The trail was wide and well marked. In fact, it would only take a little work in some fallen-in places Tomake it fit for wagons again. But since the passing of Elisabeth’s parents, no one had maintained the road, so now it was simply a wide, very good saddle-back trail.

Heat rose up from down below. The farther down they rode, the more noticeable this was. Apparently summer was already over the desert country.

Jud turned to the cook, who was riding on his left side by Jud’s order, and said: “How old are you?”

Smith replied with a succinct answer: “Sixty-six.”

Jud gazed placidly at him as he made a vocal judgment. “Hell, you’ve lived long enough. My pappy didn’t make it that far along by seven years.”

Abe Smith lacked Pete Ruff’s iron obviously. He shot Jud a frantic look. “I didn’t do a blessed thing. They never confided in me, and they never asked me for no help.”

The range boss, who was riding on Rufe’s left side, leaned to speak, and Rufe’s arm shot out to jolt him into silence. They exchanged a look, and the range boss eased back in the saddle, furious but silent. Rufe did not know what his partner was leading up to, and he was interested enough not to want any digressions.

Then it became clear what was on Jud’s mind. “A man who feeds folks three times a day for a fact hears a lot. Like you told us, old bastard.” Jud grinned at Abe Smith. “You’ve heard’em talking about running off the lady’s horses and cattle, eh?”

Abe squirmed in the saddle, stared flintily dead ahead, out over the dark desert, then he swung helplessly to glance back. But Pete Ruff was like a hawkish, mahogany statue back there and offered not a sound.

Jud leaned and rapped the old man’s leg. “No-body lives forever, do they…old bastard?”

“Men talk,” blurted out the anguished old man. “They always got to be talking about something. It don’t usually mean much, but.…”

Jud lifted out the gun and rested it in his lap, gazing across at the cocinero, and finally Pete Ruff came to old Smith’s aid.

“Hell, tell’em,” he growled.

Whatever Ruff’s reason, it was all the encouragement old Smith needed. He said: “Yeah, I’ve heard all the talk, only nobody done stole her livestock, mister. They run’em down off the mesa out over the desert. They was all branded. Chase wouldn’t take that kind of a chance, so they just got scattered out all over the desert.”

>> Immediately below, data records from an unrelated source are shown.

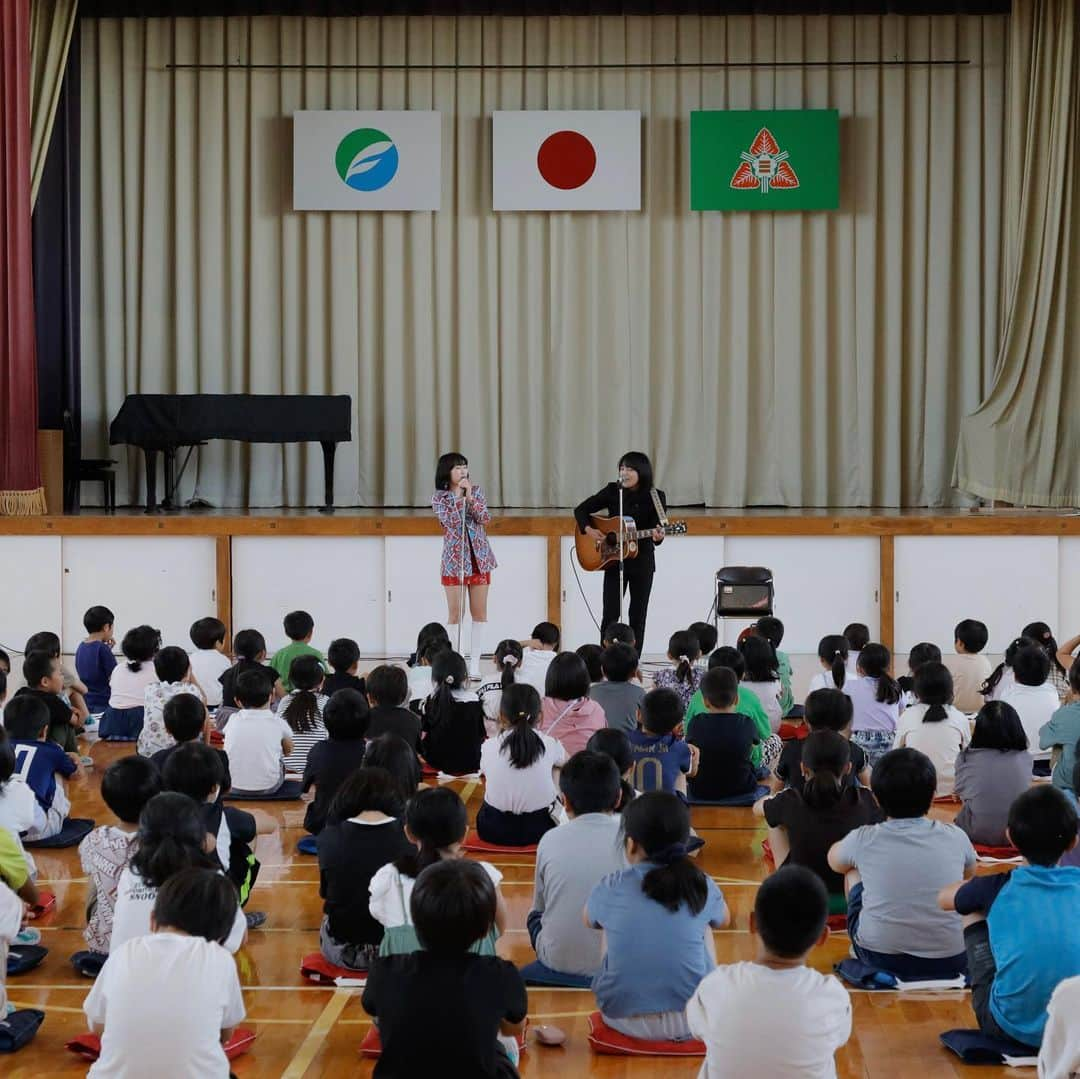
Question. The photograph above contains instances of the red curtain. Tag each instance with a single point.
(21, 490)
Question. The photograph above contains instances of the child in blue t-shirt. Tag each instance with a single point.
(657, 918)
(1021, 931)
(39, 760)
(662, 759)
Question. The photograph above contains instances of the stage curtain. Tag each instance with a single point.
(1023, 443)
(819, 359)
(21, 490)
(51, 26)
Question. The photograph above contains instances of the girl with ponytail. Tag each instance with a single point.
(172, 836)
(933, 726)
(453, 720)
(804, 826)
(875, 700)
(657, 918)
(833, 653)
(520, 773)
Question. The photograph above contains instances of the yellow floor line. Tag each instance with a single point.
(318, 1034)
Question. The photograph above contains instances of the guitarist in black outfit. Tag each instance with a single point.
(635, 475)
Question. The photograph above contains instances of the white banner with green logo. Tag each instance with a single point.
(351, 160)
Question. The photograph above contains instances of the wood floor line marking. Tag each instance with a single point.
(319, 1033)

Rufe looked at the range boss and got a bleak nod of confirmation. “That’s true. Maybe they got stole down there. I’ve got no way of knowing because none of us ever went back down looking for’em. But we sure as hell never stole them. The idea was to clean her out.”

“It didn’t work,” stated Rufe.

The range boss shrugged thick, compact shoulders. “So…she was to get burned out,” he explained, then looked bleakly over at Rufe. “Me, I’d have burned her out first, long ago.” He did not look even slightly conscience-stricken as he made this announcement. “It’d be doin’ her a favor. It don’t make one lick of sense for a single woman owning all that good land up there, trying to run a ranch by herself. The best thing that could have happened would have been for her to get forced off the mesa and into a house down in town, where single womenfolk had ought to be.”

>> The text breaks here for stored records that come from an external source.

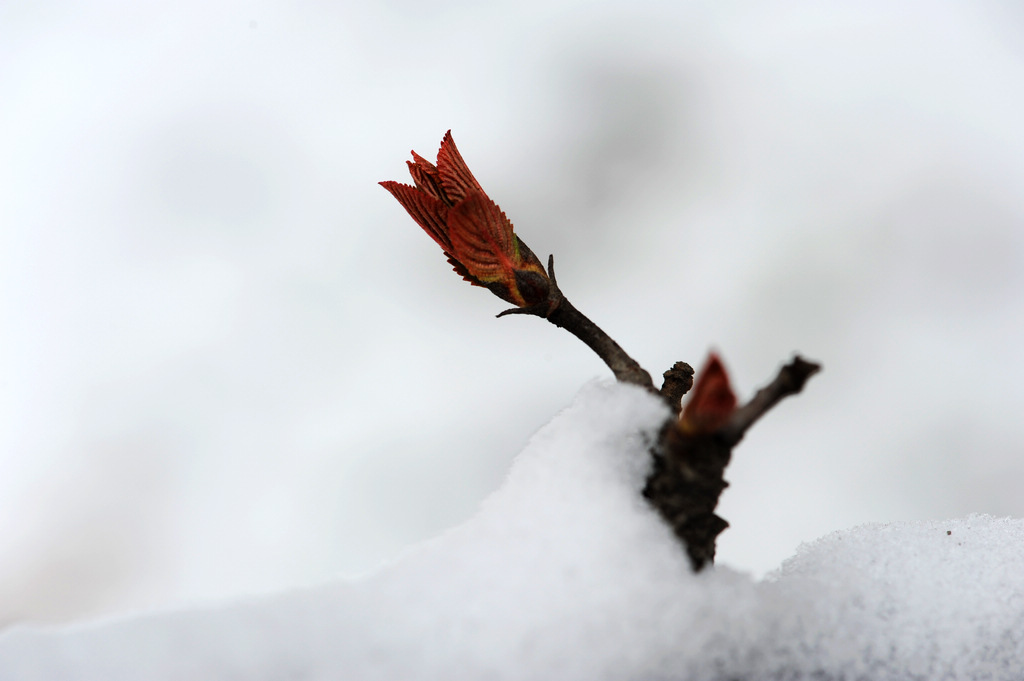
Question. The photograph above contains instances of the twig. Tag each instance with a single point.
(689, 468)
(559, 311)
(790, 381)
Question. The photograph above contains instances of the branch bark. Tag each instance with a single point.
(559, 311)
(688, 474)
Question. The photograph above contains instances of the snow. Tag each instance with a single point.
(565, 572)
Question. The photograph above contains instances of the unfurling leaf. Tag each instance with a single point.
(712, 400)
(477, 238)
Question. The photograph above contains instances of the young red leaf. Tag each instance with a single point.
(452, 207)
(712, 400)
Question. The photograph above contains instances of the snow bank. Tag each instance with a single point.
(566, 573)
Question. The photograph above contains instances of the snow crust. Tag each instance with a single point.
(566, 573)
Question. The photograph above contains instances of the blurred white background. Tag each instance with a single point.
(229, 363)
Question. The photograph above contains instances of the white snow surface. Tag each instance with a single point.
(565, 572)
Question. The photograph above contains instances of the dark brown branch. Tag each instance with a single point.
(790, 381)
(678, 382)
(689, 467)
(559, 311)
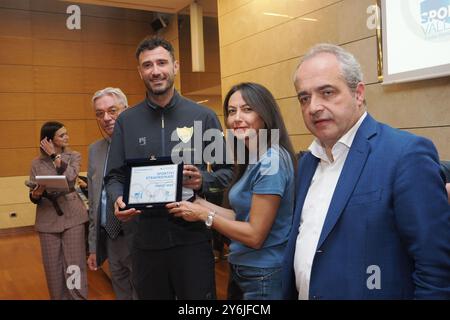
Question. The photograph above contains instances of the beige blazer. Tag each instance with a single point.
(75, 213)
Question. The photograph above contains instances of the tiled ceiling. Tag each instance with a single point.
(166, 6)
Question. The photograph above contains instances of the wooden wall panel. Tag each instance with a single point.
(16, 106)
(259, 16)
(59, 106)
(17, 134)
(53, 26)
(225, 6)
(259, 50)
(15, 23)
(57, 53)
(15, 4)
(58, 79)
(16, 78)
(112, 56)
(16, 51)
(16, 162)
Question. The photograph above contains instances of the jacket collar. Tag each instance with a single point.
(172, 103)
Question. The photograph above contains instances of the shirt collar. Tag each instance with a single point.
(171, 104)
(346, 141)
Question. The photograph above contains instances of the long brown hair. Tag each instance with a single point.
(264, 104)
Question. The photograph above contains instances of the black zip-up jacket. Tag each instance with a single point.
(146, 130)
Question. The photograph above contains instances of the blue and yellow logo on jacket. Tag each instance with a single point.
(185, 133)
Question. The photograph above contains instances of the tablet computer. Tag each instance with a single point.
(53, 183)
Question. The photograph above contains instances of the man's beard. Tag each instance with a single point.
(161, 91)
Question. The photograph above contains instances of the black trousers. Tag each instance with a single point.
(182, 272)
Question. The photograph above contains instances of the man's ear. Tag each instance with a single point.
(360, 93)
(139, 71)
(176, 67)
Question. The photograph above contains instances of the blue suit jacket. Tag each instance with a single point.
(389, 211)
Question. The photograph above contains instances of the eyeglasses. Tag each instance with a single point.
(113, 112)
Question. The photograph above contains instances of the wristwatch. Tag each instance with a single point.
(209, 219)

Rufe did not argue, did not speak at all when the range boss had finished his challenging statement. His was a very commonplace range-country conviction, and even Rufe did not entirely disagree with it. A place like Cane’s Mesa was not settled, fenced, orderly cow country. It was not a place where a lone woman could have managed, but, hell, it wasn’t up Tomen like Chase and his range boss to decide for Elisabeth Cane. It was her decision.